Des curieux venus du monde entier
 
Quelque 30.000 personnes se sont rendues pendant le week-end sous la nef du Grand Palais, à Paris, pour voir les œuvres exposées avant leur mise en vente. Auparavant, 600 acheteurs potentiels avaient pu visiter l’appartement des deux hommes, avant que les pièces promises aux enchères ne soient déplacées. Au final, seuls 50 enchérisseurs se sont battus pour les lots les plus prestigieux présentés lundi, premier jour de la vente. L’Etat français a également profité de cette vente: il a acquis des oeuvres d'art pour un montant total de 13,135 millions d'euros, a annoncé mercredi soir la ministre de la Culture Christine Albanel.
 
Des sommes faramineuses
 
La vente a rapporté au total 373,5 millions d'euros, soit bien plus que son estimation de départ évaluée entre 200 et 300 millions. Dès lundi, elle avait déjà récolté 206 millions d’euros (voir notre diaporama en cliquant ici). Ce même jour, plusieurs œuvres se sont arrachées au prix fort: le tableau «Les coucous, tapis bleu et rose» de Matisse s’est vendu 36 millions d'euros, une sculpture du Roumain Constantin Brancusi, «Madame L.R», a été adjugée à 26 millions d’euros (hors frais) et un flacon de parfum dans sa boîte en carton détourné par Marcel Duchamp est parti à 7,9 millions.

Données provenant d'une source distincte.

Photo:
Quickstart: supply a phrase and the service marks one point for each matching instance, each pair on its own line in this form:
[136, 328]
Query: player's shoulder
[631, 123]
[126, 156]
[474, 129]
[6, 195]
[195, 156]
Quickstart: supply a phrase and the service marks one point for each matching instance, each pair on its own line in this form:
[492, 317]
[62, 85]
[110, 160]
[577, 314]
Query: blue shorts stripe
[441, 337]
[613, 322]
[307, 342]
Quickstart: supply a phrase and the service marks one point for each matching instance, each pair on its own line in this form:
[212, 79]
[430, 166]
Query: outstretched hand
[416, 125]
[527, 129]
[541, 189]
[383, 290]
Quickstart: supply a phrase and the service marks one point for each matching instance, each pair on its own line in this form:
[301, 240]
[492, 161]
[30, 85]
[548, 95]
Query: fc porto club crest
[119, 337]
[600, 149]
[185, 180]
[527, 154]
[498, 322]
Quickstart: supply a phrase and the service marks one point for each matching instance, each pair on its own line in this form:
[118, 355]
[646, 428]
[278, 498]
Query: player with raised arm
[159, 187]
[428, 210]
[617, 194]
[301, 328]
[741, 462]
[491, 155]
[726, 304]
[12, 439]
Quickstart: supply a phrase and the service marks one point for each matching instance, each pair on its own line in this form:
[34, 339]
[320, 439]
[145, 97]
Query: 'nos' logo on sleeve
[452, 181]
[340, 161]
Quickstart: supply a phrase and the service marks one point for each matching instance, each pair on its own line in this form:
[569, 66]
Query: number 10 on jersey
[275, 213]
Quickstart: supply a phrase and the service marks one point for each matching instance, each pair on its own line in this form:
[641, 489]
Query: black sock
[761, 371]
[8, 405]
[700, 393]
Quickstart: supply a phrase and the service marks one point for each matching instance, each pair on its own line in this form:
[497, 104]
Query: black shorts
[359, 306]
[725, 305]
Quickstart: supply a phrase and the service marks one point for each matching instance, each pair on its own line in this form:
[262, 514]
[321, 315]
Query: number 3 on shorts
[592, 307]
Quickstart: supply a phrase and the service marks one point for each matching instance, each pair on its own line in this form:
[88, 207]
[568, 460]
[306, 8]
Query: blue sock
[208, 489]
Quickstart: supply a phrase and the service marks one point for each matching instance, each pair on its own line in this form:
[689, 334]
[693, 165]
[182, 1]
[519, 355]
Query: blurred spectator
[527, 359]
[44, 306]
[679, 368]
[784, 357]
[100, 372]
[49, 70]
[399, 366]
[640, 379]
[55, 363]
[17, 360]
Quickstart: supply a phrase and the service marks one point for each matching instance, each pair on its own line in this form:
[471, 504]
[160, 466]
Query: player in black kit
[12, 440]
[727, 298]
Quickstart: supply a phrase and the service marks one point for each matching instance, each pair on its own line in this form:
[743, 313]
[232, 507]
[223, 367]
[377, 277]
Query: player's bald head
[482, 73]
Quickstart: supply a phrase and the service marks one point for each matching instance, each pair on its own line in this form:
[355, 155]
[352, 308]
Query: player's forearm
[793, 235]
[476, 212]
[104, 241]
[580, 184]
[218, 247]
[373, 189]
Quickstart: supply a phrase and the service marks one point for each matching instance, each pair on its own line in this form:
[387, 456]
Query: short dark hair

Record également pour Piet Mondrian («Composition avec bleu, rouge, jaune et noir») à 19,2 millions et James Ensor («Le désespoir de Pierrot») à 4,4 millions. Au total, 25 records ont été battus: 7 pour des oeuvres d'art moderne et impressionniste, 6 pour des dessins ou peintures de maîtres anciens et 12 pour des oeuvres d'Art déco, dont le fameux «fauteuil aux dragons» d'Eileen Gray, vendu à lui seul 21,9 millions d'euros. Seul bémol à cette effervescence: la toile «Instruments de musique sur un guéridon» de Picasso n'a pas trouvé preneur.
 
Une polémique avec la Chine
 
Deux bronzes, représentant une tête de rat et une tête de lapin d'une hauteur d'une quarantaine de centimètres, ont été au cœur d’un conflit avec la Chine, qui accuse Christie’s de les avoir vendu illégalement. Ces bronzes proviennent du sac du Palais d'été à Pékin par des soldats français et britanniques en 1860. L'Association pour la protection de l'art chinois en Europe (Apace), basée à Paris, réclamait en référé la suspension de la vente des deux bronzes chinois, estimés entre 8 et 10 millions d'euros pièce. Ils ont finalement été cédés pour 31,4 millions d'euros, soit 15,7 millions par pièce. Depuis, Pékin ne décolère pas et a accusé jeudi Christie's d'avoir vendu à plusieurs reprises des biens chinois pillés. Et d’annoncer un renforcement des contrôles sur les achats de la maison d'enchères en Chine.
 
Un «accident» du marché
 
Une vente exceptionnelle ne signifie pas pour autant un marché de l’art relancé. «Cette vente peut être considérée comme un "accident" dans la tendance de repli du marché de l'art, explique à 20minutes.fr Dominique Sagot-Duvauroux, professeur d'économie à l'université d'Angers et spécialiste de l'économie de l'art. Son succès repose sur une collection d'exception, elle n'indique pas que le marché de l'art se redresse. Elle confirme juste que sur un marché morose, les oeuvres de grande qualité se vendent toujours, à la différence des oeuvres de qualité moyenne.» Si elle n’a pas permis de doper le marché, cette vente aura au moins fait rêver de nombreux amateurs d’art.